Pidie Jaya, kedannews.co.id – Ketua Satuan Tugas (Kasatgas) Percepatan Rehabilitasi dan Rekonstruksi Pascabencana Sumatera, Muhammad Tito Karnavian, meninjau langsung hunian sementara (huntara) bagi pengungsi bencana di kawasan Kantor Musabaqah Tilawatil Quran (MTQ), Kabupaten Pidie Jaya, Aceh, Rabu (21/1/2026).
Dalam kunjungan tersebut, Tito didampingi Bupati Pidie Jaya Sibral Malasyi dan Wakil Gubernur Aceh Fadhlullah. Ia menyusuri seluruh area huntara untuk memastikan kondisi bangunan, fasilitas pendukung, serta kelayakan hunian bagi para pengungsi.
Berdasarkan data Pemerintah Kabupaten Pidie Jaya, sebanyak 162 unit huntara dibangun oleh Danantara dan telah dilengkapi fasilitas penunjang, seperti area bermain anak, kamar mandi terpisah pria dan wanita, serta sistem sanitasi yang memadai.
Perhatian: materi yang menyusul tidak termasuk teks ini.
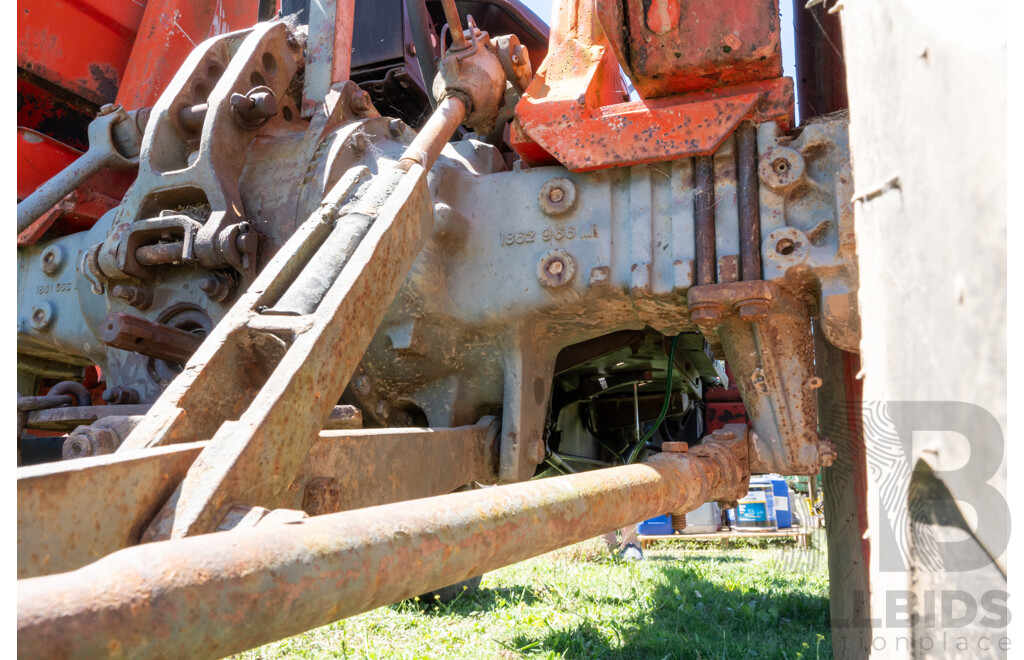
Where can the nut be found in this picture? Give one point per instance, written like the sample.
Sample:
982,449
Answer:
558,196
556,268
359,100
361,385
52,259
137,297
42,315
781,169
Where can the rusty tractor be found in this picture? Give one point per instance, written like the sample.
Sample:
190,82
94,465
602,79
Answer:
330,258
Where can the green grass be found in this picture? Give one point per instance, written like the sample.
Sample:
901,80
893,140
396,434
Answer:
683,602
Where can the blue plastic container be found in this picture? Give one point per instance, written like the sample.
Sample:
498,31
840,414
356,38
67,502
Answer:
783,512
660,526
757,510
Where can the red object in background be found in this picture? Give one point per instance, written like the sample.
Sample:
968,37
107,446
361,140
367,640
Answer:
679,46
39,158
170,30
81,46
76,54
574,113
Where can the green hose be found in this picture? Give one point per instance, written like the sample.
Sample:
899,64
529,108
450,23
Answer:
638,450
“Saya sudah melihat langsung, hunian ini sangat layak. Ada tempat bermain anak, toilet pria dan wanita terpisah, kamar juga nyaman dengan dua ranjang, lemari plastik, kipas angin, dan suasananya baik,” ujar Tito dalam keterangan tertulis yang diterima Kamis (22/1/2026).
Selain meninjau fasilitas, Tito juga berdialog dengan sejumlah pengungsi. Warga mengaku merasa nyaman dan betah tinggal di huntara karena sarana yang tersedia dinilai mencukupi kebutuhan sehari-hari.
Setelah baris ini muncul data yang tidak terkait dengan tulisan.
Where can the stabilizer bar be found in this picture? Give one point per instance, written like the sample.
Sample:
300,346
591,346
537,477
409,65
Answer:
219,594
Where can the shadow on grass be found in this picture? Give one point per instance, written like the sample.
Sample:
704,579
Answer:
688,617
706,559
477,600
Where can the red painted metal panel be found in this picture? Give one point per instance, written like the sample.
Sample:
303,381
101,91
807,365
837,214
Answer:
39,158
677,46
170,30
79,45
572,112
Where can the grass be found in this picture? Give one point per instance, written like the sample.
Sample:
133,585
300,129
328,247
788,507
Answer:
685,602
Tito menambahkan, selain huntara yang dibangun Danantara, Badan Nasional Penanggulangan Bencana (BNPB) juga membangun sekitar 100 unit huntara tambahan di depan Gedung MTQ Pidie Jaya. Hunian tersebut diperuntukkan bagi warga yang rumahnya rusak berat atau hilang akibat bencana.
“Mudah-mudahan ini bisa membantu masyarakat, terutama mereka yang rumahnya rusak berat dan tidak bisa ditempati,” katanya.
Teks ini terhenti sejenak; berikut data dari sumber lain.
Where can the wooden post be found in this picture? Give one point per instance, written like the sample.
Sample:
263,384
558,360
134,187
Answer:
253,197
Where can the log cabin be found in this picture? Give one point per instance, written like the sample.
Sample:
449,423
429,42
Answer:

Ia mengapresiasi kolaborasi antara pemerintah pusat dan pemerintah daerah dalam percepatan penyediaan hunian bagi para pengungsi. Menurut Tito, sinergi lintas sektor tersebut menjadi kunci pemulihan pascabencana.
“Kita melihat progres yang sangat baik. Terima kasih kepada pemerintah daerah, Danantara, dan BNPB yang bersama-sama menyiapkan hunian ini,” ucapnya.
Kunjungan ke Pidie Jaya merupakan bagian dari rangkaian agenda peninjauan rehabilitasi dan rekonstruksi pascabencana di Aceh. Turut hadir dalam kegiatan tersebut Kepala BNPB Suharyanto, Dirjen Bina Administrasi Kewilayahan Kemendagri Safrizal ZA, serta jajaran Pemerintah Provinsi Aceh dan Pemkab Pidie Jaya.